Zusammen mit Kohl, den er als „klug und entschlossen“,„sorgfältig im Detail“ und „seinen europäischen Überzeugungen treu“ charakterisiert, will Mitterrand im Zentrum des Einigungsprozesses gestanden haben. Wo Kohl zögerlich war – bei der Beteiligung der Alliierten an der Diskussion über Vertragsgemeinschaft, Föderation oder staatliche Einheit oder bei der Anerkennung der Oder-Neiße- Grenze – will Mitterrand, manchmal mit diplomatischen Tricks, die Entwicklung gelenkt haben. Den eigenartigen Staatsbesuch in der DDR im Dezember 1989 vermögen auch Mitterrands Memoiren nicht aufzuklären. In jenen Tagen will der Präsident niemanden gesprochen haben, der die staatliche Souveränität der DDR aufgeben wollte. Den Slogan „Wir sind ein Volk“ erwähnt er mit keinem Wort.

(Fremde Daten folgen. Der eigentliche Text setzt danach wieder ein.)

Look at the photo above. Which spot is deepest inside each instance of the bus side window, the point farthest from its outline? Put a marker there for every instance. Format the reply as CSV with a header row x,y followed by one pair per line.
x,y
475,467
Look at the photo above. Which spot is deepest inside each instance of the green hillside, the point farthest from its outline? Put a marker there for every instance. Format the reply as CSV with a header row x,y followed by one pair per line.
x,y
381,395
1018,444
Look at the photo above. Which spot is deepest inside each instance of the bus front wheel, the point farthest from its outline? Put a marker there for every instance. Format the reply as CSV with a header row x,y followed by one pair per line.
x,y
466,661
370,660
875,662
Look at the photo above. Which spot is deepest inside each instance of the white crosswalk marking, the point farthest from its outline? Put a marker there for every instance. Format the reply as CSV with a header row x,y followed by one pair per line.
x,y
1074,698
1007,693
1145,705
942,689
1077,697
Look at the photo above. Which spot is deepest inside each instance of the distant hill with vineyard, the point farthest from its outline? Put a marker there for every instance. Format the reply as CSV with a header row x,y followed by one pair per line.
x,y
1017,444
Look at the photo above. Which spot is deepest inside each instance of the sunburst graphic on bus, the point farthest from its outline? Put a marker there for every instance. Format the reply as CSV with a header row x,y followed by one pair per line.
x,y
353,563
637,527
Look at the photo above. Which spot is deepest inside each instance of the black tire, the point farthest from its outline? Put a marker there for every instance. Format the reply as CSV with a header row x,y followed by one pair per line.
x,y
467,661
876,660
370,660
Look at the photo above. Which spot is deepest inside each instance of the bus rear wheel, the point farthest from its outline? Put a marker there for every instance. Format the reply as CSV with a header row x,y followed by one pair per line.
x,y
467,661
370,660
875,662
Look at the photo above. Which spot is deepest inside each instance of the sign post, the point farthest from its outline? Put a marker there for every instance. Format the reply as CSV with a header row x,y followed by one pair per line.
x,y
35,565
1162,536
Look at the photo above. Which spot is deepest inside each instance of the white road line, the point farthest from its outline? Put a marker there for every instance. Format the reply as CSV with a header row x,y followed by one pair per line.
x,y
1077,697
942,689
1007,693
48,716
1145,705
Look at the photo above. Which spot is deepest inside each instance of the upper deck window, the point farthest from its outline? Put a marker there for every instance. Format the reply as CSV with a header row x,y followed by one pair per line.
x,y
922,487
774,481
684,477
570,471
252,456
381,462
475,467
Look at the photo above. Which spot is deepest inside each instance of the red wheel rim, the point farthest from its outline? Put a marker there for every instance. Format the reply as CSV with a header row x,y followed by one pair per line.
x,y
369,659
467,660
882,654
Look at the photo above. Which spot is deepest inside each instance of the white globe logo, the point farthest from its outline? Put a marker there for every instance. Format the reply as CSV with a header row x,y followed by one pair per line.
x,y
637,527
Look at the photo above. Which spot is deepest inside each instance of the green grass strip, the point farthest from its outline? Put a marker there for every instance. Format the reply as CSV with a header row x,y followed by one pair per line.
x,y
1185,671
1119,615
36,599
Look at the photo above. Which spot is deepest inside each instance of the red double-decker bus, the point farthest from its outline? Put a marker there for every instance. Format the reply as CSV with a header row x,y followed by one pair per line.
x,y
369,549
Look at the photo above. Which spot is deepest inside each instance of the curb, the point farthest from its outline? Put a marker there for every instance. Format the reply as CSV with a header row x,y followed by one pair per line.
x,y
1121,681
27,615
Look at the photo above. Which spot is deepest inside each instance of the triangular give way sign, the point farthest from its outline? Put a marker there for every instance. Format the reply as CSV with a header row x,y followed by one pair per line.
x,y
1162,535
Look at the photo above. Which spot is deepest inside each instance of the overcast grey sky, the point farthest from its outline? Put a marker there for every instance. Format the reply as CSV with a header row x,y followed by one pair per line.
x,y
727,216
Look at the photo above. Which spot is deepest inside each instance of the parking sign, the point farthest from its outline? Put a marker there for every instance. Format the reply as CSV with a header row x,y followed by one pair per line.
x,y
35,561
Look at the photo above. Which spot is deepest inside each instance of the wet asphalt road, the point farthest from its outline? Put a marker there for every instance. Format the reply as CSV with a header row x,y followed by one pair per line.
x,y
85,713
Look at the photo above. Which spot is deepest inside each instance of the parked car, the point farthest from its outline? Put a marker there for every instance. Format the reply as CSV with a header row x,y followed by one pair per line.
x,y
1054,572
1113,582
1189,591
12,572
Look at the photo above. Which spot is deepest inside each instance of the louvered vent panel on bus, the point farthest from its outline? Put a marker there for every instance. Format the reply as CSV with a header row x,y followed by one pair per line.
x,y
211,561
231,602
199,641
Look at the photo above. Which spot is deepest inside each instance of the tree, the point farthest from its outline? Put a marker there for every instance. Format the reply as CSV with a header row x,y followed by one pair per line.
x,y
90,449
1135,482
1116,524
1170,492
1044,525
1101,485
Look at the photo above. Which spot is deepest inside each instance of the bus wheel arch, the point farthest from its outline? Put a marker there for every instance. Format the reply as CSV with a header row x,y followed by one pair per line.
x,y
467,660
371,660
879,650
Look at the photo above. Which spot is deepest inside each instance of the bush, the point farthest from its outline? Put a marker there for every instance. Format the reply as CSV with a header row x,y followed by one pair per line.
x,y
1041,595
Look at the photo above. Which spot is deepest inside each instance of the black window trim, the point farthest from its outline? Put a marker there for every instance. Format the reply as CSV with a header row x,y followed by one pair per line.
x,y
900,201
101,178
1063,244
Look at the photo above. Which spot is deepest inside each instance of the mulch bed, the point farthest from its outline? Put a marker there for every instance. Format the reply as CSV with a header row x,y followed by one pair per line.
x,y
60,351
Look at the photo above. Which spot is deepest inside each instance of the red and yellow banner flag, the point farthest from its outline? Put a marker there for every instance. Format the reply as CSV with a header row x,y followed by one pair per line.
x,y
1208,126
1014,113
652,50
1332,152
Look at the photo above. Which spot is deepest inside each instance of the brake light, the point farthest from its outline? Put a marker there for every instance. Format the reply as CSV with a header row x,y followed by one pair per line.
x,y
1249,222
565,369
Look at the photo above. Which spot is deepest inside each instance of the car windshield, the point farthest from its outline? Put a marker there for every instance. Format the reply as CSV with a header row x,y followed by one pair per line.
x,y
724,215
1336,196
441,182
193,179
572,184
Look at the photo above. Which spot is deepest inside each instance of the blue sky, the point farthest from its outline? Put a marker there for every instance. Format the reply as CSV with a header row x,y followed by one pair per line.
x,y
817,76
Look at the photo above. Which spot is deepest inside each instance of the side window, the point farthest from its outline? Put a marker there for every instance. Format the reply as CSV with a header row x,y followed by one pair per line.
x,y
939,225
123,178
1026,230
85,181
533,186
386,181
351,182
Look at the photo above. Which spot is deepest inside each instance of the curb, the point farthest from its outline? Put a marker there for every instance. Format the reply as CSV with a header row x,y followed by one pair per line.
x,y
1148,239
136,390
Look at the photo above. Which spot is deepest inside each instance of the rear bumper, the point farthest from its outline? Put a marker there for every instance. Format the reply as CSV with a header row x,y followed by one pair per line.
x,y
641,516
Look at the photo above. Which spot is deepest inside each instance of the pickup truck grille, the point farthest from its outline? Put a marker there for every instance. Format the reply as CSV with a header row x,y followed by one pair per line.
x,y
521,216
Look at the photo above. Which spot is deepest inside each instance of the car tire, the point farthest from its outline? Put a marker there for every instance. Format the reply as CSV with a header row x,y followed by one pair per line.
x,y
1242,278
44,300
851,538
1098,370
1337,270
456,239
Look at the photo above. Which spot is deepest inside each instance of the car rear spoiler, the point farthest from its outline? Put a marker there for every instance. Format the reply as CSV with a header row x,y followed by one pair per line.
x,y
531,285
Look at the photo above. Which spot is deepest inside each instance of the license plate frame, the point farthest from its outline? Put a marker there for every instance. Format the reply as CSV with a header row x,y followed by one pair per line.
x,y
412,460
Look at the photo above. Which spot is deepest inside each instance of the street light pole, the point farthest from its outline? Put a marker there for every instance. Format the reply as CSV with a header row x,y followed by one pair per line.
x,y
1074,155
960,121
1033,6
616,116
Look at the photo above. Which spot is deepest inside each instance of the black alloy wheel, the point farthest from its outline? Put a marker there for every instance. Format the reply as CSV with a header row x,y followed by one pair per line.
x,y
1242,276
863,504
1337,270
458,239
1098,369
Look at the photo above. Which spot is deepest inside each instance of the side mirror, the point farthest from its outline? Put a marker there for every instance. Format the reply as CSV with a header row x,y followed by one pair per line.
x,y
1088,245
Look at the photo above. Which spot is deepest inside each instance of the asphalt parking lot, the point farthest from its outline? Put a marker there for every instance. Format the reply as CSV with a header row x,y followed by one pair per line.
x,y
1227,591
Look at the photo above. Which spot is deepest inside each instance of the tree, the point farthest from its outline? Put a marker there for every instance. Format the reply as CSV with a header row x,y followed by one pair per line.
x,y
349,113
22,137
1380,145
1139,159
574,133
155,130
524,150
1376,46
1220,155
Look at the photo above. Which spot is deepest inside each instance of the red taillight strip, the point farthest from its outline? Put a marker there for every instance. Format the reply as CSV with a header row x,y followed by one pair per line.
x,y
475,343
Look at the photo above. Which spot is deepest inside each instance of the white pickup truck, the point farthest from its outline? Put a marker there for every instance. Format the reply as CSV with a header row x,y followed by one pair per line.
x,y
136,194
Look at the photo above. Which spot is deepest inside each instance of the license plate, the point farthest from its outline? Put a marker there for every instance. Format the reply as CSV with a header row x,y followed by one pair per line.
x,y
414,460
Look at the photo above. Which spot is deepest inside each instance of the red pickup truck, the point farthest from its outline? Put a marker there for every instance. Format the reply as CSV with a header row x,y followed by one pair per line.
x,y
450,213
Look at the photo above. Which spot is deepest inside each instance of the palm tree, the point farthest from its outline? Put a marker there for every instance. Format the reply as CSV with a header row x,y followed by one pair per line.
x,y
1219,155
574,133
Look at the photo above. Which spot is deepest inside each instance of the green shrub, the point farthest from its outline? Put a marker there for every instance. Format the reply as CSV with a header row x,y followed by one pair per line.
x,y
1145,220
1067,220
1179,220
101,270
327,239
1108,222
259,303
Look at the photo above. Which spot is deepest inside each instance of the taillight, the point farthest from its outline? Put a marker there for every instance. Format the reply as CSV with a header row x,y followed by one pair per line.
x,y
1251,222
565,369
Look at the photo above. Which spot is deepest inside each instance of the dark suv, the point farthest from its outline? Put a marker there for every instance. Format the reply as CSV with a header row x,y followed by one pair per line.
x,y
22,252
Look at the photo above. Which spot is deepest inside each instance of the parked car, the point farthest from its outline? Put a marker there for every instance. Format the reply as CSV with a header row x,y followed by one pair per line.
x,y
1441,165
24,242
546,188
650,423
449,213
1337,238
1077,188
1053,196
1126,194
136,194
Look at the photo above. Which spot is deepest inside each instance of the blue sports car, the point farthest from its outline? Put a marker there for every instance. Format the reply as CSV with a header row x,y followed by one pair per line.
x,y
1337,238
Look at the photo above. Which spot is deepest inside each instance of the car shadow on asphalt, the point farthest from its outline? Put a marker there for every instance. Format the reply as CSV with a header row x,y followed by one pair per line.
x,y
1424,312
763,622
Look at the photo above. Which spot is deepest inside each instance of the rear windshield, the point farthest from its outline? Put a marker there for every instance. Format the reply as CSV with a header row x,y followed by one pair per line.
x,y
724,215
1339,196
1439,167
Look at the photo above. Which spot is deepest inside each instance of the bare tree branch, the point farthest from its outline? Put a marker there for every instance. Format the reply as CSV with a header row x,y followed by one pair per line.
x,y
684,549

Mitterrand verfaßte seine Memoiren in einem Wettlauf gegen die Zeit. Statt eines Meisterwerkes hinterließ er Unvollendetes. Dem Absatz des Werkes wird das keinen Abbruch tun. Seit vergangenem Jahr gehen Bücher, die um den ehemaligen Präsidenten kreisen, weg wie warme Semmeln – seien es Enthüllungen politischer Gegner, die gerichtlich verbotenen Veröffentlichungen seines Exleibarztes oder die anonym erschienenen Memoiren seines Hundes Baltique.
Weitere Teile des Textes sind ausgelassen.